UU No. 14 Th. 1992 misalnya, hanya mengatur mengenai kewajiban pengguna/pemakai kendaraan bermotor, padahal dalam kaitannya dengan bensin bertimbal, tanggungjawab bukan terletak pada pemakai kendaraan bermotor tersebut sebagai konsumen, tetapi merupakan tanggung jawab dari Pertamina sebagai produsen. Lainnya, yaitu PP No. 41 Th. 1999 mengatur mengenai kewajiban produsen, dalam hal ini misalnya Pertamina, untuk menaati ambang batas emisi udara dalam produksinya. Alasan lainnya adalah apabila kita mengacu kepada definisi pencemaran udara yang tercantum dalam referensi-referensi tentang pencemaran udara, termasuk didalamnya PP tentang Pencemaran Udara yang mengatakan pencemaran udara adalah masuknya atau dimasukkannya zat, energi, dan/atau komponen lain ke dalam udara ambien oleh kegiatan manusia, sehingga mutu udara ambien turun sampai ke tingkat tertentu yang menyebabkan udara ambien tidak dapat memenuhi fungsinya.
Toleransi yang berwujud nilai ambang batas yang diberikan dalam ruang udara ambien didasari oleh kemampuan atmosfir udara dalam menetralisir dan menstabilkan dalam batas-batas tertentu dalam ekosistem. Apabila kita kaitkan dengan karakteristik zat-zat/bahan-bahan emisi gas buang, khususnya bensin bertimbal yang bersifat akumulatif, maka zat/bahan sisa buangan ini yang terhirup dan selanjutnya terakumulasi dalam tubuh manusia, tentu tidak lagi dapat ditetapkan nilai ambang batasnya.
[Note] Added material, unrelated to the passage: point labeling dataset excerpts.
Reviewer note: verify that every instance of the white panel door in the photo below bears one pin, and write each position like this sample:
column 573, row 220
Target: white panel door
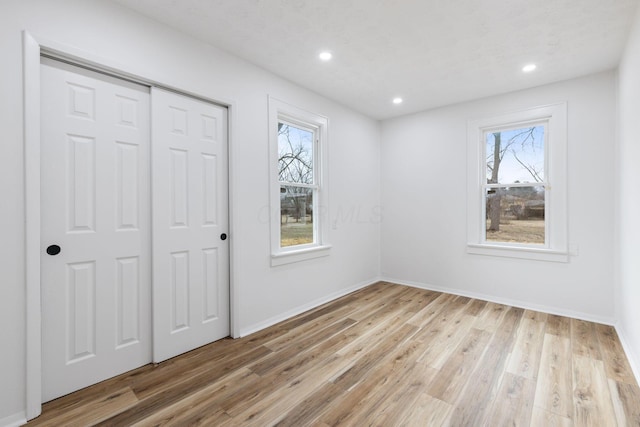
column 96, row 292
column 190, row 219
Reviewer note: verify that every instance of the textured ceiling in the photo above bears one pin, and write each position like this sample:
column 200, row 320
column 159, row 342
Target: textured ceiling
column 429, row 52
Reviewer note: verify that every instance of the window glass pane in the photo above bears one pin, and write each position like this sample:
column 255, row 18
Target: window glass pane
column 295, row 154
column 515, row 156
column 515, row 215
column 296, row 216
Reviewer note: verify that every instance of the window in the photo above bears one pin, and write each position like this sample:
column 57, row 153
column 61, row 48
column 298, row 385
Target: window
column 517, row 185
column 298, row 183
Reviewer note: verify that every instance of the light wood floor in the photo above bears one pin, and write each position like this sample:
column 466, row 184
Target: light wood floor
column 387, row 355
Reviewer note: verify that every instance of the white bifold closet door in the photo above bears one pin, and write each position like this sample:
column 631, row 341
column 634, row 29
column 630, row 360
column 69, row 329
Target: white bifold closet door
column 134, row 208
column 190, row 222
column 96, row 291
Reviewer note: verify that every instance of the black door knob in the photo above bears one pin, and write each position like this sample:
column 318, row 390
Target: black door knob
column 53, row 250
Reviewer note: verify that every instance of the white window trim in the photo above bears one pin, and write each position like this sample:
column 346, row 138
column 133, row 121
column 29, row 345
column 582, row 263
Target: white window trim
column 280, row 110
column 556, row 247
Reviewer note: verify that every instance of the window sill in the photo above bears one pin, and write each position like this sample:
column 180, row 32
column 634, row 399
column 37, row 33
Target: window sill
column 292, row 256
column 531, row 253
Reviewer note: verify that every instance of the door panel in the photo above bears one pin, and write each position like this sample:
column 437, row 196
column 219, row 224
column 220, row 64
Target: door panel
column 190, row 212
column 96, row 292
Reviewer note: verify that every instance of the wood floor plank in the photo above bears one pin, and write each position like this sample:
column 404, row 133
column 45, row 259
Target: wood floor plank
column 554, row 384
column 541, row 417
column 490, row 317
column 426, row 411
column 429, row 311
column 617, row 365
column 475, row 400
column 384, row 355
column 558, row 325
column 626, row 403
column 592, row 404
column 475, row 307
column 525, row 358
column 101, row 408
column 456, row 372
column 513, row 405
column 583, row 339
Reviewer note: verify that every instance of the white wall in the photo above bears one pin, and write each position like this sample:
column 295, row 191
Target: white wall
column 628, row 297
column 265, row 294
column 424, row 195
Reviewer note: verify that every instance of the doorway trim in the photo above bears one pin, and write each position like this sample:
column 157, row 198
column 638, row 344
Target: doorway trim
column 33, row 47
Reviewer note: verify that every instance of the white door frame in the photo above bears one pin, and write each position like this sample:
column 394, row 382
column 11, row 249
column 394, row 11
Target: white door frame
column 33, row 47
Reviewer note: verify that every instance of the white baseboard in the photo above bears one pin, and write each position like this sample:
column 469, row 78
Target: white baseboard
column 506, row 301
column 14, row 420
column 632, row 357
column 301, row 309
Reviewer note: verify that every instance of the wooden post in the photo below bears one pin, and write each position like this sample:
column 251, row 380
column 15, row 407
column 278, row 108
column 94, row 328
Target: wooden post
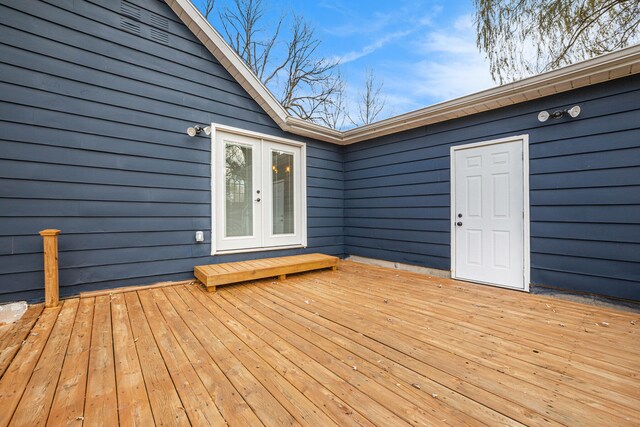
column 51, row 293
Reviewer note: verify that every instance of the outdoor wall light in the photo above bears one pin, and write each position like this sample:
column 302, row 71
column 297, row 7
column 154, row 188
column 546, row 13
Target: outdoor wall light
column 196, row 129
column 574, row 112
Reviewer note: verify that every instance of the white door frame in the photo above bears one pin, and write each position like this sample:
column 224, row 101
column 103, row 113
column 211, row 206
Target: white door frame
column 215, row 128
column 524, row 139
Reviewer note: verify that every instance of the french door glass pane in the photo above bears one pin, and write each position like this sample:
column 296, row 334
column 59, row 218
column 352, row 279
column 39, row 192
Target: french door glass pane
column 238, row 190
column 283, row 217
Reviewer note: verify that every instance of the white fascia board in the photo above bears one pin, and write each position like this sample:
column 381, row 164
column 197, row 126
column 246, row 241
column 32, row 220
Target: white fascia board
column 191, row 16
column 606, row 67
column 617, row 64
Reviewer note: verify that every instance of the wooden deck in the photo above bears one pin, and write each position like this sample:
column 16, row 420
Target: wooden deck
column 358, row 346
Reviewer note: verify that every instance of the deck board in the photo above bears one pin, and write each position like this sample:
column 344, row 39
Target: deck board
column 360, row 346
column 14, row 335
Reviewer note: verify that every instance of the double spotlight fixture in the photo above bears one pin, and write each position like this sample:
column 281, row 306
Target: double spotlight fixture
column 197, row 129
column 574, row 112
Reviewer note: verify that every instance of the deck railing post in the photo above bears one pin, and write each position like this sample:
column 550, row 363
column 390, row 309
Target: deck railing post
column 51, row 292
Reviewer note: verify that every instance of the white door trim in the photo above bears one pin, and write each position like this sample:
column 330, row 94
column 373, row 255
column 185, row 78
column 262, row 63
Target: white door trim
column 215, row 128
column 524, row 139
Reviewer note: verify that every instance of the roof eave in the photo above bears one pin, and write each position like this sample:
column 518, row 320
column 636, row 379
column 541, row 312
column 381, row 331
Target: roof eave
column 606, row 67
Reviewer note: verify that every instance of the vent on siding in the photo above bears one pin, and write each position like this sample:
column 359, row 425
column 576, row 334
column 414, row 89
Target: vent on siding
column 130, row 10
column 134, row 27
column 159, row 35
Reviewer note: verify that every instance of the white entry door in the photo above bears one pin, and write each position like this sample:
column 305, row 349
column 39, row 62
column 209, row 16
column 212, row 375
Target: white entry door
column 489, row 195
column 258, row 193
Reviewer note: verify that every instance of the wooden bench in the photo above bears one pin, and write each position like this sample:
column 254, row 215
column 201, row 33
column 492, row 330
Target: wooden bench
column 233, row 272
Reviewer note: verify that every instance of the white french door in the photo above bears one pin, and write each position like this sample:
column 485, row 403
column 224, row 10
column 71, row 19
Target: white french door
column 258, row 187
column 490, row 213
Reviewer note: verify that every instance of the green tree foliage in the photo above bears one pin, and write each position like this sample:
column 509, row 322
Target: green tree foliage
column 525, row 37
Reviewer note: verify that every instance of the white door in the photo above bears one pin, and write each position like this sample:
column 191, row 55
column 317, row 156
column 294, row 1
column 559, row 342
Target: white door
column 258, row 193
column 282, row 204
column 488, row 213
column 238, row 208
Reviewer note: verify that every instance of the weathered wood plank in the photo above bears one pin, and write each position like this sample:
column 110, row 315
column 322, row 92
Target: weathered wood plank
column 101, row 406
column 199, row 406
column 35, row 404
column 17, row 375
column 15, row 334
column 68, row 404
column 231, row 405
column 264, row 405
column 133, row 403
column 165, row 402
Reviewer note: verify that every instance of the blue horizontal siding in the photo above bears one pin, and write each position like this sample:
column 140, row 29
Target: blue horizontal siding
column 584, row 189
column 93, row 122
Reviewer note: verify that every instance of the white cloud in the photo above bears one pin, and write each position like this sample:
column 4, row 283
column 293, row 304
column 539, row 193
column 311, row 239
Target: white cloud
column 443, row 80
column 370, row 48
column 451, row 66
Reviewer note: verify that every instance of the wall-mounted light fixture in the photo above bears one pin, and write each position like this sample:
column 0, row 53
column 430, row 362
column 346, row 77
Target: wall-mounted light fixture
column 196, row 129
column 574, row 112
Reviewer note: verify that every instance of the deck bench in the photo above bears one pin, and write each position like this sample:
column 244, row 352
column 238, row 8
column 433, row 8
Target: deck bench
column 214, row 275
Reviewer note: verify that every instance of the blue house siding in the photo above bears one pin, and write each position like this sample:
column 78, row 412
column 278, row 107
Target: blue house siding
column 584, row 189
column 93, row 142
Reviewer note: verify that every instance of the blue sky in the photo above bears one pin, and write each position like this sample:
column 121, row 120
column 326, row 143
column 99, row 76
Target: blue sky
column 424, row 51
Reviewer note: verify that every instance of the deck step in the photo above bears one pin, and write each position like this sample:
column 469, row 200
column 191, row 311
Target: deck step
column 233, row 272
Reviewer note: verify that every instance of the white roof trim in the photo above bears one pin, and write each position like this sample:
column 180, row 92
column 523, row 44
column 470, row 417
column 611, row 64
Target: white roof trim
column 610, row 66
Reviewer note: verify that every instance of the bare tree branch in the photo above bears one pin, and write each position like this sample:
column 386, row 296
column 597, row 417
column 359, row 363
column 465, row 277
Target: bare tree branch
column 527, row 37
column 370, row 101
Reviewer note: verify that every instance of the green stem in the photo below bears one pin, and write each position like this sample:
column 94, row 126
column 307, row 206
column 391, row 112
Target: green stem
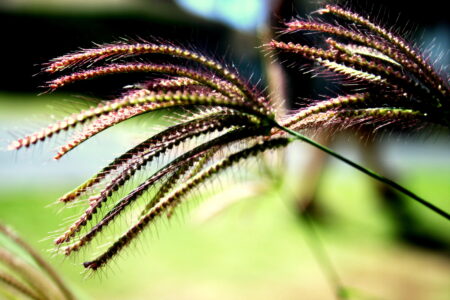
column 366, row 171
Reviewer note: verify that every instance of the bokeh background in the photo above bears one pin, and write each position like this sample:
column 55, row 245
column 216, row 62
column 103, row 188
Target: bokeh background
column 383, row 246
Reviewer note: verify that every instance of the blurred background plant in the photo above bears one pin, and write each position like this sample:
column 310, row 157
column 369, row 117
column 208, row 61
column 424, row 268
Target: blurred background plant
column 221, row 260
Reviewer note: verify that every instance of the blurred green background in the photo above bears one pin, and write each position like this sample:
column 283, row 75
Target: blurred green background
column 258, row 248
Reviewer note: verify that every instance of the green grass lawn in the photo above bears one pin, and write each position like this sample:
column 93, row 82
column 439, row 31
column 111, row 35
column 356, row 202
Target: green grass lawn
column 256, row 249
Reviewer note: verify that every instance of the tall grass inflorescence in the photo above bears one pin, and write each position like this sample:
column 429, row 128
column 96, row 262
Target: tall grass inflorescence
column 234, row 119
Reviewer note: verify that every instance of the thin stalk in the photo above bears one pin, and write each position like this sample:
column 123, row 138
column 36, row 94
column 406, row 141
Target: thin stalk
column 366, row 171
column 39, row 260
column 319, row 251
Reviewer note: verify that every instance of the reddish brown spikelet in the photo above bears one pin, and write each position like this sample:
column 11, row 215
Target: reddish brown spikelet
column 166, row 202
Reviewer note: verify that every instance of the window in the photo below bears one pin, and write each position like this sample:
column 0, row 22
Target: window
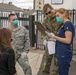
column 56, row 1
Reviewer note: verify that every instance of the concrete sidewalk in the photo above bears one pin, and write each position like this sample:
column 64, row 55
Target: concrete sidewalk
column 35, row 58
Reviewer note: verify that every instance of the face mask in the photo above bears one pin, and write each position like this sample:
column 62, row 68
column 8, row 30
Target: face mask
column 59, row 19
column 15, row 22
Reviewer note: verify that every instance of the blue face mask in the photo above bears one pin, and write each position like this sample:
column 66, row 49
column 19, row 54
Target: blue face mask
column 59, row 19
column 15, row 22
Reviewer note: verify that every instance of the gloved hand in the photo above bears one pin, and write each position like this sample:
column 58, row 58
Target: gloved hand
column 51, row 39
column 45, row 43
column 50, row 34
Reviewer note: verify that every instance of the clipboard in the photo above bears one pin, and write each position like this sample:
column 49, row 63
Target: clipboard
column 40, row 27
Emisi, diberikan suatu toleransi (batas maksimum) bahan pencemar yang boleh dikeluarkan. Artinya bila batas maksimum tidak ditekan ke titik paling rendah, maka bahan pencemar akan terakumulasi sehingga tetap akan memperparah kondisi & kualitas udara (comulative effect). Kekhawatiran ini didasari oleh kenaikan yang sangat pesat dari jumlah kendaraan dan industri di kota-kota besar, Jakarta & Surabaya misalnya, yang tidak sebanding dengan daya dukung lingkungan.
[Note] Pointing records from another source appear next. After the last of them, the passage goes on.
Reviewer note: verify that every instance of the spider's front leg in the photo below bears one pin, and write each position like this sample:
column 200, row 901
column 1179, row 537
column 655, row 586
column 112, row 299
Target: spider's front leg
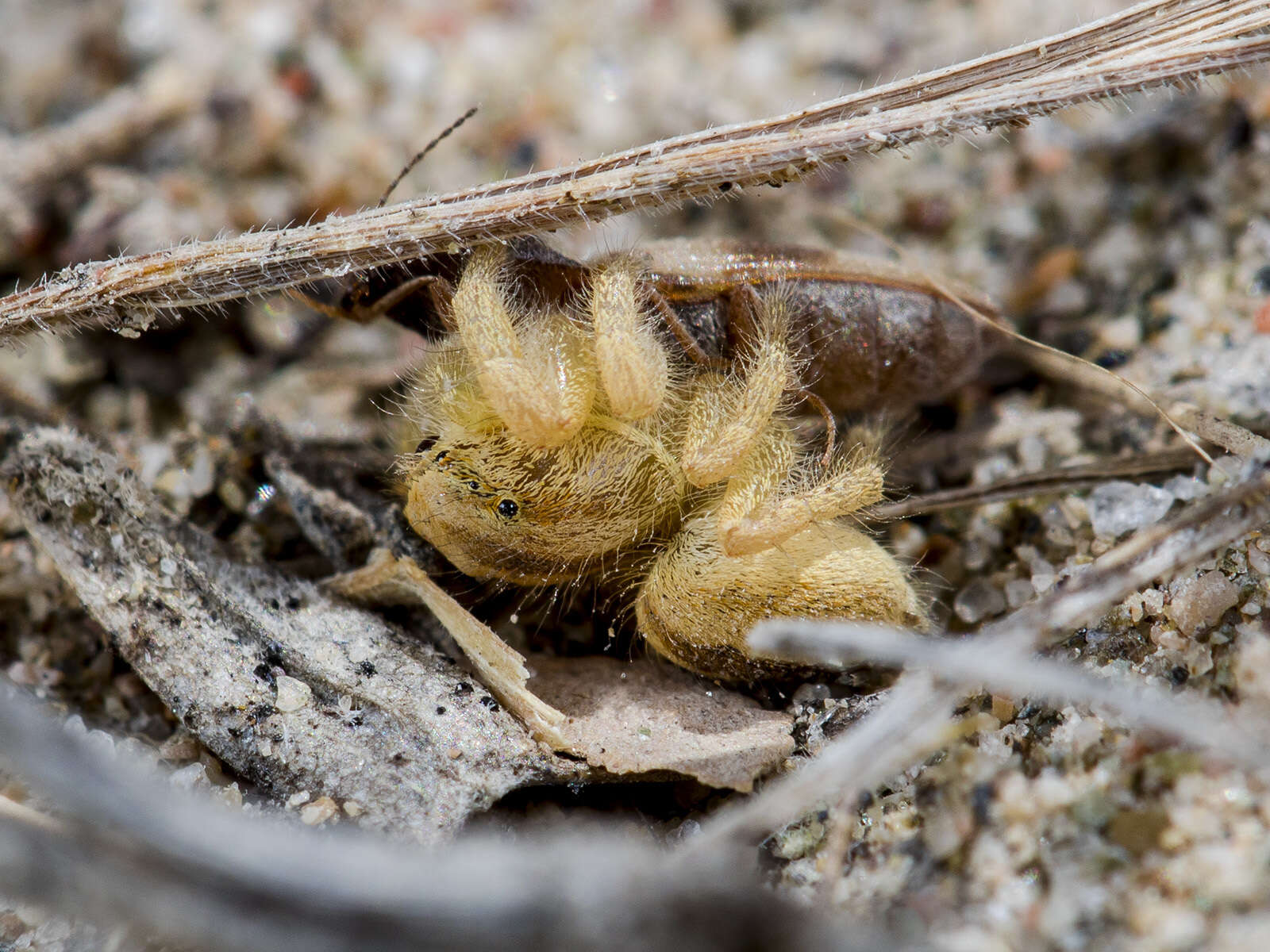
column 698, row 601
column 539, row 378
column 733, row 433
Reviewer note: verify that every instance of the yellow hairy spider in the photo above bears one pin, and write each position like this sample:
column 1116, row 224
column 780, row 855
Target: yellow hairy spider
column 548, row 442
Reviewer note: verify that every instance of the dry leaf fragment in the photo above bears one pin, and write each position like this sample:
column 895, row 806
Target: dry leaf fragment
column 647, row 717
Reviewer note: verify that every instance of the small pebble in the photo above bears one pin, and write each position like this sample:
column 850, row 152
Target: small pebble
column 1259, row 562
column 292, row 693
column 1019, row 590
column 978, row 601
column 1199, row 603
column 1117, row 508
column 319, row 812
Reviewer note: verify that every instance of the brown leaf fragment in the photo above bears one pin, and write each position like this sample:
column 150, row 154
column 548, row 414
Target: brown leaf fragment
column 648, row 717
column 290, row 687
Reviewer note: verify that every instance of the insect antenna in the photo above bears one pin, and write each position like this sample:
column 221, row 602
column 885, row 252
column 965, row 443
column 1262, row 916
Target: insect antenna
column 422, row 152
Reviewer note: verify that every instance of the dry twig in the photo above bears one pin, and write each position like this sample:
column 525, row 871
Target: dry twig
column 916, row 719
column 1153, row 44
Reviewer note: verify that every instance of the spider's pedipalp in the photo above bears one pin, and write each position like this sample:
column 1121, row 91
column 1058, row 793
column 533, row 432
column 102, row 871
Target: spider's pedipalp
column 753, row 517
column 633, row 365
column 728, row 416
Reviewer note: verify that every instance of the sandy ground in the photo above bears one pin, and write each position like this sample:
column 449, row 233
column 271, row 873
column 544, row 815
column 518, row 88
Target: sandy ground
column 1134, row 235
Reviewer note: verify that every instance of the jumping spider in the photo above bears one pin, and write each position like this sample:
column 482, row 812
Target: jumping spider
column 635, row 428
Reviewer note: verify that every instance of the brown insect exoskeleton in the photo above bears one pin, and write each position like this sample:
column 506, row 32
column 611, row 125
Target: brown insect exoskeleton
column 630, row 422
C.     Strategi menurunkan emisi gas buang
Sebagian dari gas buang yang dikeluarkan beracun, dan sebagian besar berupa gas rumah kaca yang pada gilirannya mengakibatkan pemanasan global, untuk itu berbagai strategi dilakukan:
·         Pengetatan standar emisi gas buang melalui tehnologi.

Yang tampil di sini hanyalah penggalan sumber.